Angola’s Cabinda Refinery Ships First Fuel After 50 Years Without One

Angola Cabinda refinery first fuel shipment 2026

KEY POINTS


  • Angola’s Cabinda refinery has begun shipping diesel locally and fuel oil internationally this week.
  • The 30,000-bpd facility is Angola’s first new refinery built in 50 years.
  • Gemcorp is targeting a final investment decision on a $700 million expansion by year-end.

The Cabinda refinery, the first built in Angola since the country won independence from Portugal 50 years ago, has begun shipping diesel to the domestic market and naphtha and heavy fuel oil to international buyers. The news lands at a moment when Middle East supply disruptions are squeezing fuel markets globally.

Gemcorp Capital, the London-based investment firm that owns 90% of the refinery, confirmed the shipments. Gemcorp founder and CEO Atanas Bostandjiev said the timing has vindicated the original investment logic.

“The very core of the investment thesis for this refinery was energy security for Angola,” Bostandjiev told Bloomberg. “Fast forward this to what we’re seeing geopolitically, with the crisis in the Middle East, that whole thesis now got validated.”

A modest but meaningful start

The Cabinda refinery processes 30,000 barrels per day. At that output, it is capable of meeting roughly one tenth of Angola’s domestic fuel demand. The numbers are modest compared to Africa’s largest refinery, the 650,000-barrel-per-day Dangote facility in Nigeria, but the strategic value is real.

Angola has long exported crude oil while importing refined fuels, a pattern that has cost the continent billions in value over decades. Cabinda is one of two new facilities, alongside Dangote in Nigeria, now beginning to chip away at that dynamic.
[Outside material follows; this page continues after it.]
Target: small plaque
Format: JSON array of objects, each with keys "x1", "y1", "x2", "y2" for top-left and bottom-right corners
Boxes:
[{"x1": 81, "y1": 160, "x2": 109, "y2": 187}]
Angola’s only other refinery sits in the capital Luanda and is operated by state-owned oil firm Sonangol. Cabinda gives the country a second processing point for the first time in half a century.

The expansion decision and what comes next

The Cabinda refinery cost $470 million to build. Gemcorp is now eyeing a second phase that would double capacity to 60,000 barrels per day at an estimated cost of $700 million. Bostandjiev said the firm is targeting a final investment decision on the expansion before the end of 2026.

Africa’s refining gap has been a long-standing structural problem. Angola and Nigeria are now moving in the same direction at the same time, building domestic processing capacity that keeps more value inside the continent rather than shipping it out as unrefined crude.